In March, in a telephone message to The Sun, Hatfill complained that his very dedication to the cause of biological defense had brought him under suspicion. He said he had just been fired from his job at SAIC, the defense contractor, and blamed news media inquiries.

"I've been in this field for a number of years, working until 3 o'clock in the morning, trying to counter this type of weapon of mass destruction, and, sir, my career is over at this time," Hatfill said. "There was a lot of hysteria. A lot of us got polygraphed over this incident as part of the screening process."

However, SAIC officials said Hatfill was dismissed because his security clearance had been suspended by the Defense Department on Aug. 23, 2001, and had not been restored more than six months later. Company officials said they were not told the reason for the suspension. Press inquiries about Hatfill had nothing do to with his firing, they said.

A few other details of the FBI's scrutiny of Hatfill emerged yesterday. Investigators have learned that while in Rhodesia, Hatfill lived a few miles from a Greendale School, according to a report on ABC News, confirmed yesterday by a Rhodesian medical school classmate. The return address on some of the anthrax letters was "Greendale School" with a fictitious address in New Jersey.

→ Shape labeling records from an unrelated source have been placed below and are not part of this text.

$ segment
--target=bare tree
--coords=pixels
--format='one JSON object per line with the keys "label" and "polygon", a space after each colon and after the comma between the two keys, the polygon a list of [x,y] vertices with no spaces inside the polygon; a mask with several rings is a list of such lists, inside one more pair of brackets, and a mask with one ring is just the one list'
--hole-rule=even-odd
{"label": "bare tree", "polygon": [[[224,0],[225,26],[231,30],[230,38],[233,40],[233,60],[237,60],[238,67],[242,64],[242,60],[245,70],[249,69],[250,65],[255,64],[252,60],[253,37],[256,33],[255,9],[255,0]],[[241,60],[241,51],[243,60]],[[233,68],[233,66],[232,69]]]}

The Associated Press reported that agents have searched a public storage facility Hatfill rented in Ocala, Fla. Hatfill's parents, Norman and Shirley Hatfill, own a thoroughbred farm in Ocala called Mekamy Oaks that he has occasionally listed as his address.

The current FBI and media scrutiny of Hatfill is only a more intense version of the attention that has bedeviled the Army's premier biological defense centers at Fort Detrick and Dugway Proving Ground in Utah. Scientists who have devoted their careers to protecting the country from a bioterrorist enemy have been angered and frustrated to suddenly be seen as possible enemies themselves.

"Everybody's under suspicion," said Gigi Kwik, a fellow at the John Hopkins Center for Civilian Biodefense Strategies who did post-doctoral research at Fort Detrick last year and has kept in touch with colleagues there. "It's a terrible atmosphere."

Work habits that ordinarily win bosses' praise have become suspect, as FBI agents check lab access records and ask which scientists worked late at night. "I routinely was there until midnight," Kwik says. "That was expected of me as a post-doc."

David R. Franz, commander of USAMRIID at Fort Detrick from 1995 to 1998, said he fears the suspicion that has focused on the biodefense research center may do it serious harm.

He noted that USAMRIID scientists worked long hours to test suspected anthrax powder last fall and have provided extensive technical assistance to the FBI. Yet dozens of the same workers are now being given polygraph tests, and the institute is repeatedly named in the news media as a possible source of the mailed anthrax.

"To see them dragged through the mud is what hurts me," Franz said.

Nonetheless, he says, it is critical that the FBI solve the case.

"It's so important for this nation that we find this person or persons and show that you don't do this to us," he said. "If we don't catch them, we'll be inviting others to try it again."